Ce samedi à l’hôtel Drouot, j’ai découvert avec une certaine émotion l’extraordinaire collection de l’académicien érudit Hugues Gall, réunissant son mobilier, ses tableaux et ses objets d’art. Certaines œuvres majeures comme une sculpture de Jean-Baptiste signée Auguste Rodin, un tableau de Giovanni Boldini évoquant la sensualité d’une main féminine, un panneau de Félix Ziem représentant un paysage orientaliste avec effet de soleil couchant sur les bords du Nil ou encore la toile abstraite intitulée Effervescence signée Chu Teh-chun ont retenu mon attention. Étant amatrice d’art et de danse, je souhaitais découvrir des objets dont la cote est basse mais dont la valeur symbolique est inestimable. Je pense à ce poisson en jade du début du vingtième siècle offert par Rudolf Noureev et à une ravissante aquarelle représentant un cygne, peinte par Yvette Chauviré, danseuse étoile de l’opéra de Paris, primera balerina absoluta. À noter également, le bronze danseurs du 14 juillet signé Antoine Bourdelle. Après avoir fait plusieurs fois le tour de la salle d’exposition, feuilleté des livres sur Noureev dans le canapé de Mr Hugues Gall, je m’interroge : où est le dessin original de Verlaine représentant Rimbaud ? Le voici enfin dans une petite vitrine, il paraît minuscule car il ne mesure que 127 mm sur 98 mm. Ce petit trésor resté secret pendant 130 ans est particulièrement touchant. En griffonnant ce croquis, Verlaine nous plonge dans son intimité, un mois avant sa liaison avec Rimbaud.
Mon paletot aussi devenait idéal ;
J’allais sous le ciel, Muse ! et j’étais ton féal ;
Oh ! là ! là ! que d’amours splendides j’ai rêvées !
Mon unique culotte avait un large trou.
Petit-Poucet rêveur, j’égrenais dans ma course
Des rimes. Mon auberge était à la Grande-Ourse.
Mes étoiles au ciel avaient un doux frou-frou
Et je les écoutais, assis au bord des routes,
Ces bons soirs de septembre où je sentais des gouttes
De rosée à mon front, comme un vin de vigueur ;
Où, rimant au milieu des ombres fantastiques,
Comme des lyres, je tirais les élastiques
De mes souliers blessés, un pied près de mon cœur !

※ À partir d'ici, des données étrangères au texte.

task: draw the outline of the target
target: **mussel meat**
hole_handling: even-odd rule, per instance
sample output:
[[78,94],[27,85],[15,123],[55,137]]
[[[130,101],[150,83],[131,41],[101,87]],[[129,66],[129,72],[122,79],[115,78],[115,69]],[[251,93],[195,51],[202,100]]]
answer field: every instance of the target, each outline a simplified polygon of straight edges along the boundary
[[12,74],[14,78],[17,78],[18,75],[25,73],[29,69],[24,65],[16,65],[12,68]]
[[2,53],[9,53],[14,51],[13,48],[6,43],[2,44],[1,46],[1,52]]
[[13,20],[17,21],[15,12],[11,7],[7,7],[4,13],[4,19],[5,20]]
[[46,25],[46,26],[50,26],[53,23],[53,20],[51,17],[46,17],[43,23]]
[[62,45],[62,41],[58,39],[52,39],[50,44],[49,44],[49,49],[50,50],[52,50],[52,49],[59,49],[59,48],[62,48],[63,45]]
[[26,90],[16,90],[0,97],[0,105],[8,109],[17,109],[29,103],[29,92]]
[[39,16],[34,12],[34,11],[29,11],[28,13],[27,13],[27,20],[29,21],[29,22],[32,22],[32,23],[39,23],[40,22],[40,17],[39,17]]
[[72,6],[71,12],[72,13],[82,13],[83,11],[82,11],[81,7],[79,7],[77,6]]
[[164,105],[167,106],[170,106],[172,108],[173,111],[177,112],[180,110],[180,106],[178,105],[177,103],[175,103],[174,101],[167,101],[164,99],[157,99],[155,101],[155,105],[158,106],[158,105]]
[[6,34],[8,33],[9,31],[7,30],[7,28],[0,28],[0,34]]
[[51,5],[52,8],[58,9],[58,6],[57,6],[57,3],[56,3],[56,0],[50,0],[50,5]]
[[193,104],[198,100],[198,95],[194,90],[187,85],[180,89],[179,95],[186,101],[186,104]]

Arthur Rimbaud, Cahier de Douai (1870)
Une bataille d’enchères s’engage et s’envole jusqu’à 585000 €. Applaudissements dans la salle. Le commissaire-priseur Vincent Sarrou présente les lots suivants puis s’exclame ironiquement : « La salle se vide, les abat-jour motif léopard ne vous intéressent pas ? ». Certes ! le clou du spectacle est passé mais la vente n’est pas finie, j’attends le petit poisson en jade de Noureev. Estimé 500/600 € il sera vendu 1950 €. S’ensuit le Jean-Baptiste d’Auguste Rodin estimé 60000/80000 € adjugé 123500 € et pour finir le cygne d’Yvette Chauviré estimé 50/100 € s’est envolé à 910 €. La vente aura duré 4 heures.
Vincent Sarrou a déclaré : “Découvrir un trésor comme ce portrait est un rêve pour tout commissaire-priseur et nous sommes honorés et heureux d’avoir vu ce beau résultat couronner sa rareté. Sa vente à Drouot ne pouvait que marquer un moment décisif pour les collectionneurs et les amoureux de la poésie.” Pour l’expert Ambroise Audoin : “La réapparition de cette image iconique de la littérature française ne pouvait que susciter un tel engouement. Elle prouve que le mythe de Rimbaud continue de prospérer et que le marcheur “aux jambes sans rivales” n’a jamais fini son chemin.” Le voici reparti dans une collection privé : article à lire ici.
Né à Honfleur en 1940, mort à Nice le 25 mai dernier, Hugues Gall a marqué l’histoire de l’art lyrique en dirigeant le Grand Théâtre de Genève (1980-1995) et l’Opéra de Paris (1995-2004). Parallèlement à sa carrière artistique, il siégea dans de nombreuses institutions, contribuant au rayonnement de la culture. Il fut également membre de l’Académie des beaux-arts et président de la Fondation Claude-Monet à Giverny.